If the novel coronavirus did nothing else, it gave Liberals a blanketed excuse for their horrendous policies. According to an annual government report, the Social Security trust fund most Americans rely on for retirement will be out of money in as soon as 12 years.

CNBC reports the 12-year prediction is “one year sooner than expected” and “the outlooks, aggravated by the Covid pandemic, also threatens to shrink retirement payments and increase health-care costs for older Americans.” Essentially, everything Democrats were already accomplishing, sans their lucky COVID-19 excuse.
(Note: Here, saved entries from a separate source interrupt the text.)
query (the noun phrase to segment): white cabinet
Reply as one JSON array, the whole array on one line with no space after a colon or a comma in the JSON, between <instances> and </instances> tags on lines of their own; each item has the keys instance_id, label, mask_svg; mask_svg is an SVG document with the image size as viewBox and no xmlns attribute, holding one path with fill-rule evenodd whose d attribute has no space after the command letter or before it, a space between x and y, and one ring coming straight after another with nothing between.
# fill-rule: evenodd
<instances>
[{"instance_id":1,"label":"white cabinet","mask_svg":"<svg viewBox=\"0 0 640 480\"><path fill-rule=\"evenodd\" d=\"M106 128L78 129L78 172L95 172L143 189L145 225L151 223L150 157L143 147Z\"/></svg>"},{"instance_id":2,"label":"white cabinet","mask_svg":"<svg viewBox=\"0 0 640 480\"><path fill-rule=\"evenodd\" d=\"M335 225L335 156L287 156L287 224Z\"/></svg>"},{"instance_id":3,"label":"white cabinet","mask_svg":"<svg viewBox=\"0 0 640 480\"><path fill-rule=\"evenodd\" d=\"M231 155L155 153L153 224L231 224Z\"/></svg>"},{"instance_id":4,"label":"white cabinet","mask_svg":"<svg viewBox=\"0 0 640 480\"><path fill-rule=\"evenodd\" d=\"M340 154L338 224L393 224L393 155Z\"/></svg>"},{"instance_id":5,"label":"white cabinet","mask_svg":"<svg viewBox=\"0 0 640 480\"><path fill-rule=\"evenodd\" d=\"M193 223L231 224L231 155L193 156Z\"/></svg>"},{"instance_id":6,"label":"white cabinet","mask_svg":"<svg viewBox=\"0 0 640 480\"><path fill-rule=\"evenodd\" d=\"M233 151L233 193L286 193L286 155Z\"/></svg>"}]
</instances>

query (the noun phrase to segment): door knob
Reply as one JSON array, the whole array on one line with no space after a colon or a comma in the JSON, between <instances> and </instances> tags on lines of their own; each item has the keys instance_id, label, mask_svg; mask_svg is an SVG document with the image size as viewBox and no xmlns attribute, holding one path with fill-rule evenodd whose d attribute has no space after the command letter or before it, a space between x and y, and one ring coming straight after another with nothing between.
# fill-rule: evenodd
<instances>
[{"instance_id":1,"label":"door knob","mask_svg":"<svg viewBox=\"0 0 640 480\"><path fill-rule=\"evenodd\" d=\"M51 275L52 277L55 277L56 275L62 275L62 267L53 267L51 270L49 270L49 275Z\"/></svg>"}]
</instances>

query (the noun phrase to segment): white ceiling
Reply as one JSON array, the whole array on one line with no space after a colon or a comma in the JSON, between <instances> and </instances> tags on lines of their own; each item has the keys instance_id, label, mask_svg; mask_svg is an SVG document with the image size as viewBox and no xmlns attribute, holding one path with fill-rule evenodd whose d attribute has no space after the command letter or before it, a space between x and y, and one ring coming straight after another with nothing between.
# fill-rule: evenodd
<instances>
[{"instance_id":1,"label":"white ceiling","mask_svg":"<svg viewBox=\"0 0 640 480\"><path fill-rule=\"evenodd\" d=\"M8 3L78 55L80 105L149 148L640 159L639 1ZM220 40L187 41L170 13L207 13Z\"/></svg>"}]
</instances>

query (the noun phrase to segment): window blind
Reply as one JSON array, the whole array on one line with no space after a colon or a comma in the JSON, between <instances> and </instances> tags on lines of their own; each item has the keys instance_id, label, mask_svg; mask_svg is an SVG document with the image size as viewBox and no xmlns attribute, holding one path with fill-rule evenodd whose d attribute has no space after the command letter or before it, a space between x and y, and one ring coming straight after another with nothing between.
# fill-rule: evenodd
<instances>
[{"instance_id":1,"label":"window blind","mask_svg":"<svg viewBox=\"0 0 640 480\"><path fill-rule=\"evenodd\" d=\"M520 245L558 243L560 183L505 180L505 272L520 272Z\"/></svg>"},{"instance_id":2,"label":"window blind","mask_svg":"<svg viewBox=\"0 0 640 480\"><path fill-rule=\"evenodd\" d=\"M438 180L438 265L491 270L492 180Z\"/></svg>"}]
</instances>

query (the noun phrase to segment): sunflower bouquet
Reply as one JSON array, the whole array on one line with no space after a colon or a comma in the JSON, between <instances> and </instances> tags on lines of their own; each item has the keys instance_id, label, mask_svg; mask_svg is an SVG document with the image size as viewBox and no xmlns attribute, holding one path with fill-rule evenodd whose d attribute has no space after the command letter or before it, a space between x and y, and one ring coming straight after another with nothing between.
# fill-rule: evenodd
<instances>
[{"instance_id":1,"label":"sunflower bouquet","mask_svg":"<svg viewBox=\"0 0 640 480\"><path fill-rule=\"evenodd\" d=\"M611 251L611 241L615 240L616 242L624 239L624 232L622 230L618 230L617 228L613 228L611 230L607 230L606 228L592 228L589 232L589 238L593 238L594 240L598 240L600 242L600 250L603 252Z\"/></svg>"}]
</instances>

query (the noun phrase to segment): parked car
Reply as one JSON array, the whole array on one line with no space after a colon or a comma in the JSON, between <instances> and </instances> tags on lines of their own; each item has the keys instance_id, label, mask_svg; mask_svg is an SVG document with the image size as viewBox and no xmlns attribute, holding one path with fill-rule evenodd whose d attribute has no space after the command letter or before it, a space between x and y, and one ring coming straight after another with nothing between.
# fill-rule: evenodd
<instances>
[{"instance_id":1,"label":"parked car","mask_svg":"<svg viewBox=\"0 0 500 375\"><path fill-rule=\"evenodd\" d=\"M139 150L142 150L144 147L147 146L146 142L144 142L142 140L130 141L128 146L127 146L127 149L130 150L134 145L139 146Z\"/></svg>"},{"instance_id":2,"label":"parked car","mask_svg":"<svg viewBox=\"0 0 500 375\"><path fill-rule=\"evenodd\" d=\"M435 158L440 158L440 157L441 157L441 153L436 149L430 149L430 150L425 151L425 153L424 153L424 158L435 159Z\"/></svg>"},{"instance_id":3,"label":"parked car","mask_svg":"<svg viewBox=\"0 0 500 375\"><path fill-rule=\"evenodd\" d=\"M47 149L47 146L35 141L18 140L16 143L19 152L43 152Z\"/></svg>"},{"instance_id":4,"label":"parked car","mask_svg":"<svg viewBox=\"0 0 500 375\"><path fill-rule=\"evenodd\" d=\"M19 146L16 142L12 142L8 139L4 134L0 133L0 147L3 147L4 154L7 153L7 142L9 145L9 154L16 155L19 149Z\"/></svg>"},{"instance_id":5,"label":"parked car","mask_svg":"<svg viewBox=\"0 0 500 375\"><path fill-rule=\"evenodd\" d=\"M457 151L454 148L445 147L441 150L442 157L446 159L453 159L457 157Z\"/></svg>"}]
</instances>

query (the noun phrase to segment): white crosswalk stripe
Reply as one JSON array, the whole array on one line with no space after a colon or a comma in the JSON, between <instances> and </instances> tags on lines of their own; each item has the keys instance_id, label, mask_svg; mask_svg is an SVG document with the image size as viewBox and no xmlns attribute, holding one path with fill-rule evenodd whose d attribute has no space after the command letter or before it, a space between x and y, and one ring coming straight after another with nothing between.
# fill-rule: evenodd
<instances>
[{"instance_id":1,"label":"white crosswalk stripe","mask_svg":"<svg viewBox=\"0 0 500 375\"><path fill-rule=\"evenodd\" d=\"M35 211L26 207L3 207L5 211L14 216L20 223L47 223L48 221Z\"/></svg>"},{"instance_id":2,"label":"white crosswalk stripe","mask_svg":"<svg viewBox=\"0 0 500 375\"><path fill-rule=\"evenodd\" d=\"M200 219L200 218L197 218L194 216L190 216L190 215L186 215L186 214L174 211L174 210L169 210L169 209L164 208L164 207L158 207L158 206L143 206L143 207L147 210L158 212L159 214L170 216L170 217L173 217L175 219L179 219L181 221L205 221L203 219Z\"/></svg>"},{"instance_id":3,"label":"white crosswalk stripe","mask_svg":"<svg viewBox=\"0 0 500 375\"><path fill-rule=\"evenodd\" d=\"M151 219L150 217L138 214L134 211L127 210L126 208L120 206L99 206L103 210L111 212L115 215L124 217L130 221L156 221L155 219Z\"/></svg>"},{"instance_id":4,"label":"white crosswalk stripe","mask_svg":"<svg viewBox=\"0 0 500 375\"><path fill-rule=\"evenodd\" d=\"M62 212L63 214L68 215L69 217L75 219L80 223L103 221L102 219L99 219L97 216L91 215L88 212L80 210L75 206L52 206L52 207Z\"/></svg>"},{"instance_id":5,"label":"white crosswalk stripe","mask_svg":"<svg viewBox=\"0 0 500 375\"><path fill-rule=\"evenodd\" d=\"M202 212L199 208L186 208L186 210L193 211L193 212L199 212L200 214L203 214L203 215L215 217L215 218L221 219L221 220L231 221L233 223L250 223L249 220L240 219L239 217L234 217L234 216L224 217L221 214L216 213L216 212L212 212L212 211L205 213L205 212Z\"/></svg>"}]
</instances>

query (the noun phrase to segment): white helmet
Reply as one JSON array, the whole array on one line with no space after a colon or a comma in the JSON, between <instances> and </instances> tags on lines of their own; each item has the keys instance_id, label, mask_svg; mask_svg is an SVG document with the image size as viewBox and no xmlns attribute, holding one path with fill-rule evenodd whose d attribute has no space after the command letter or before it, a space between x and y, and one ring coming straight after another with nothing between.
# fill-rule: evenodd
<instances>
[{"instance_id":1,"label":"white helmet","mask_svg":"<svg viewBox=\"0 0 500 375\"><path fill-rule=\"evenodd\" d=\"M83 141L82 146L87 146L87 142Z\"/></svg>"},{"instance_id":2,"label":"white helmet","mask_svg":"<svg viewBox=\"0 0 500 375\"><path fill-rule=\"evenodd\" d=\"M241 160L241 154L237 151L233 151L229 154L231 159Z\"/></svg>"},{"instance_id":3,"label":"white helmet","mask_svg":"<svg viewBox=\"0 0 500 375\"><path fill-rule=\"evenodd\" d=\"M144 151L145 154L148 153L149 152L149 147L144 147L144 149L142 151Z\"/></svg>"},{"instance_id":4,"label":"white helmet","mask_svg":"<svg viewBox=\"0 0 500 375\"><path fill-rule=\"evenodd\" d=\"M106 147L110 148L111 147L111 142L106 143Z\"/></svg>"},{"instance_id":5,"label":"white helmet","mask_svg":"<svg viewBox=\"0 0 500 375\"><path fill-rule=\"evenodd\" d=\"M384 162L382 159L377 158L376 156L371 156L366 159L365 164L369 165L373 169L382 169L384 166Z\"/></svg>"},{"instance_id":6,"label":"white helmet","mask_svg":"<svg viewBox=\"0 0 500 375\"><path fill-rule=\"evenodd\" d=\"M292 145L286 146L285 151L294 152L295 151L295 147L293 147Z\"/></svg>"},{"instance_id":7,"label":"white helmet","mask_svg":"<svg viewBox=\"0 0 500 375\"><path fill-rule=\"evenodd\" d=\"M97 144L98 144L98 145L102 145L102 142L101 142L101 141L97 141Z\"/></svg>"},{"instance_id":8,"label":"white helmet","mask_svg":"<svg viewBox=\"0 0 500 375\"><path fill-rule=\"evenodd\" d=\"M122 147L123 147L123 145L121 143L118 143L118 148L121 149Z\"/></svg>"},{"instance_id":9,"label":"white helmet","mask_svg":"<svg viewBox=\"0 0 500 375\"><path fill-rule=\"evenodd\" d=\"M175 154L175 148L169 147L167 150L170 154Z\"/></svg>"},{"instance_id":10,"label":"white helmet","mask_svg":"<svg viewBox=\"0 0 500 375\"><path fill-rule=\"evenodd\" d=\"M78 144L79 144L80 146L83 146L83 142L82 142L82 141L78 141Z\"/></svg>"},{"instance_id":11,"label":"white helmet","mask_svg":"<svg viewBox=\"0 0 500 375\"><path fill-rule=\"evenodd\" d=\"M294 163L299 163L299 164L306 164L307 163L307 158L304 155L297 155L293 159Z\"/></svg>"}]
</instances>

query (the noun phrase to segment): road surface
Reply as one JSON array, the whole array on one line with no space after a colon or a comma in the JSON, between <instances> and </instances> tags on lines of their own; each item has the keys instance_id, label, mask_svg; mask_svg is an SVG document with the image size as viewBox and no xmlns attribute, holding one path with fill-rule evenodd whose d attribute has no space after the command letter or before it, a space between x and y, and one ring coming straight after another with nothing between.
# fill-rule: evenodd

The “financial outlook for Social Security and Medicare, two of the nation’s preeminent safety net programs, has deteriorated over the past year as Covid hastened retirements and caused a contraction in the size of the U.S. labor force” reports CNBC. Again, the result of Democratic policies and horrific government overreach under the guise of saving the world from the coronavirus.

CNBC reports:

The Treasury Department oversees two Social Security funds: The Old-Age and Survivors Insurance and the Disability Insurance Trust Funds. Those programs are designed to provide a source of income respectively to former workers who have retired at the end of their careers or to those who cannot work due to a disability.

Officials said that the Old-Age and Survivors trust fund is now able to pay scheduled benefits until 2033, one year earlier than reported last year. The Disability Insurance fund is estimated to be adequately funded through 2057, eight years earlier than in the report published in 2020.
Though the two funds are separate under law, the Treasury Department said the hypothetical combined funds would be able to pay scheduled benefits on a timely basis until 2034.

Senior administration officials said in a press briefing Tuesday afternoon that a spike in deaths among retirement-age Americans in 2020 helped keep the programs’ costs lower than projected. They added that the ultimate, long-term impact of the coronavirus is less clear as costs and revenues return to their extended forecasts.